–Ya, pero podrías mantener un perfil bajo. No sé, ir a lugares menos... elegantes, usar lentes, sombreros... tendrías más privacidad.

–¿Para qué? igual van a seguir hablando. Mejor hay que darles motivos. Toda la privacidad que quiero la tengo en casa.

–Estás acostumbrado –murmuro.

–Más bien, me gusta que la gente hable de mí. Para que midas cuán importante soy.

–Ya cánsate.

–¿De decir la verdad? Nunca –me echo a reír–. Tú deberías empezar a acostumbrarte también.

Oh. Oh.
Mi corazón se salta un latido al creer encontrar en esas palabras la confirmación de que él siente lo mismo. Está igual de enamorado y quiere un futuro conmigo. Sabe que tengo que acostumbrarme a esto porque lo voy a acompañar a sus partidos, vamos a salir a comer, vamos a pasear por la ciudad y...

Sonrío, sintiéndome la mujer más feliz y afortunada del mundo. En ese momento llego a creer que me enamoro más si es posible y lo quiero todo con él.

Estiro una de las manos y atrapo la suya, embargada por un centenar de ilusiones que se agolpan en mi pecho, tejiendo lo que bien podría ser el sueño de mi vida.

–Traje algo para ti –le sonrío, rebuscando con la mano libre algo en mi bolso.

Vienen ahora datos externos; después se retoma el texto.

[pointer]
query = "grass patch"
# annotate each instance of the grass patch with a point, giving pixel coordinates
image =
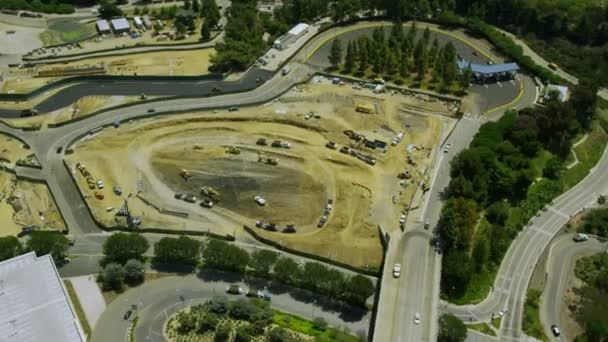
(66, 31)
(482, 327)
(301, 325)
(496, 322)
(588, 153)
(78, 307)
(531, 323)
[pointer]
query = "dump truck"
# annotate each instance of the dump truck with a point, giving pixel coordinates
(365, 108)
(186, 174)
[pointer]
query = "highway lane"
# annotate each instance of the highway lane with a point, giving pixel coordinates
(562, 255)
(156, 300)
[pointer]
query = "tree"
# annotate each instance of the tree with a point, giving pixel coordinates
(205, 31)
(49, 243)
(287, 271)
(221, 255)
(10, 247)
(178, 251)
(262, 261)
(335, 53)
(278, 335)
(121, 247)
(222, 332)
(451, 329)
(134, 271)
(113, 276)
(109, 10)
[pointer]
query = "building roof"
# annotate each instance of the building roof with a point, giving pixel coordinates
(120, 24)
(488, 69)
(102, 25)
(34, 305)
(298, 29)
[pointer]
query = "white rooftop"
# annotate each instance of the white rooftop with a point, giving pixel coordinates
(298, 29)
(120, 24)
(34, 305)
(102, 25)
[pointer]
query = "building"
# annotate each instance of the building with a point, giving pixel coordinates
(147, 22)
(103, 27)
(294, 34)
(120, 25)
(34, 304)
(138, 22)
(484, 73)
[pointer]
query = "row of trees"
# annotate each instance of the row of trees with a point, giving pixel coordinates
(312, 275)
(495, 177)
(400, 53)
(42, 243)
(121, 248)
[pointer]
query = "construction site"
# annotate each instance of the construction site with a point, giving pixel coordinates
(318, 170)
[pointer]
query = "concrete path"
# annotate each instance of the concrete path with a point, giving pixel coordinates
(90, 297)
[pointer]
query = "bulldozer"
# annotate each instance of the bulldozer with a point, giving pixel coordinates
(186, 174)
(233, 150)
(211, 193)
(262, 158)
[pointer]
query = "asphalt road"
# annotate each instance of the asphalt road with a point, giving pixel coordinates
(511, 284)
(563, 254)
(156, 300)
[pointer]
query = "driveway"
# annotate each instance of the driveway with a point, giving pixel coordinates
(155, 301)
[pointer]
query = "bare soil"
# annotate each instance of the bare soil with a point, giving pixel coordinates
(147, 156)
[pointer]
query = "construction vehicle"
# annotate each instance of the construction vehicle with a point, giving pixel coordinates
(211, 193)
(261, 142)
(365, 108)
(262, 158)
(186, 174)
(233, 150)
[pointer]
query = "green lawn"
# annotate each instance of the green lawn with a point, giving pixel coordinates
(299, 324)
(78, 307)
(483, 328)
(531, 323)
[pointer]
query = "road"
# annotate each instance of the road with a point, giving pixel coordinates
(563, 254)
(511, 284)
(157, 300)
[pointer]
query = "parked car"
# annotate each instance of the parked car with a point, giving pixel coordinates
(234, 289)
(397, 270)
(580, 237)
(260, 200)
(207, 203)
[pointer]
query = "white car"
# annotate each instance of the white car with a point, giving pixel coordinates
(260, 200)
(397, 270)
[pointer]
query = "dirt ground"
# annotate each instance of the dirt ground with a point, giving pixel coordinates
(25, 203)
(83, 107)
(153, 152)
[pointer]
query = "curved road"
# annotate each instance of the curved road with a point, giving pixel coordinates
(562, 255)
(156, 300)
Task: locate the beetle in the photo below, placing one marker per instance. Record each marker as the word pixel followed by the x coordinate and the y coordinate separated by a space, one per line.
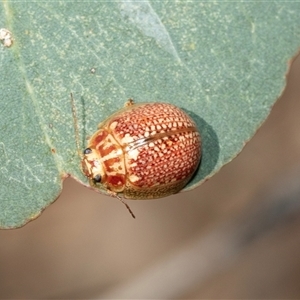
pixel 143 151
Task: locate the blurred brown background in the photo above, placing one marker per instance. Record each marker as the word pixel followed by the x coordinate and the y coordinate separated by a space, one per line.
pixel 236 236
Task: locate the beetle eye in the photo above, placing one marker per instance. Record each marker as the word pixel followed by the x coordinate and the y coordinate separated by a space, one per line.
pixel 87 151
pixel 97 178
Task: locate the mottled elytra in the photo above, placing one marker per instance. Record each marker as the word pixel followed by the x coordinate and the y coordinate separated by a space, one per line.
pixel 143 151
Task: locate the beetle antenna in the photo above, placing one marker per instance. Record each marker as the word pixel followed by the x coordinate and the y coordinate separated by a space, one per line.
pixel 127 206
pixel 75 120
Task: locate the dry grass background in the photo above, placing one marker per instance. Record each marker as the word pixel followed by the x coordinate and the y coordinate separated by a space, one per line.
pixel 236 236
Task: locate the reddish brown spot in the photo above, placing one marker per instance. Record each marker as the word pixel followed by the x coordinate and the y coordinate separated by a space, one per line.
pixel 100 137
pixel 110 162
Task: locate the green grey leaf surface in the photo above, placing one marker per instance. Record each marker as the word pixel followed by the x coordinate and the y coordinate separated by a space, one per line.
pixel 222 62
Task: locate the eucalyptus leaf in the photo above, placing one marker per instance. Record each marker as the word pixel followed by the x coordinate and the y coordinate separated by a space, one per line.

–¿Unas pastillas para la bipolaridad?

–¡no! algo que te encanta.

–Me gusta tu sonrisa, tu boca.

Mis mejillas se tiñen de rojo sin previo aviso. No sé si responderle o reír, pero algo parece haber desconectado a mi mente del resto de mi cuerpo. Creo que pasan minutos hasta que por fin reacciono un poco para sacar el paquetito blanco de mi bolso. Se lo extiendo y cuando me preparo para ver una sonrisa genuina en su rostro, tensa la mandíbula.

Me suelta la mano de golpe antes de conectar sus ojos, cargados de tensión, con los míos, confundidos por el cambio repentino. Hasta entonces había mantenido una expresión neutra y relajada, con la mirada inyectada de ese brillo que me incitaba a descubrir lo que ocultaba.

–Están frescas –busco minimizar el desconcierto sin éxito, no las recibe–. ¿Qué pasa?

–¿Las hiciste tú?

–No –me río–. Las hizo Bárbara.

Deja de verme a los ojos y aprieta los labios, sin ocultar el gesto de molestia que me eriza la piel.

–Bárbara. ¿Es tu amiga, tu empleada?

–Cómo –frunzo los labios–. Bárbara, tu abuela.

Me mira, así como miró al guardia en la pista del aeropuerto, como miró a su entrenador e incluso me atrevo a decir que lo hace como mira a toda la gente que cree inferior. Con enfado.

–A ver, linda –empieza empuñando una de sus manos–. No quieras venir a sorprenderme.

–¿Perdona?

–La receta la puedes conseguir en internet, desde luego. Las cosas no van a cambiar si sales con que conoces a Bárbara...

¿Qué cosas se supone que tendrían que cambiar si la conozco?

–Esa es la coincidencia de la que te hablé. Toqué la Polonesa Heroica en aniversario de la fundación de tu madre. De hecho, me enteré ese mismo día, cuando ella habló de ti.

–Así que fuiste tú –la soberbia de nuestro primer encuentro sale a relucir–. Que conveniente.

–¿Qué estás insinuando? –algo se siente pesado así que intento disimular.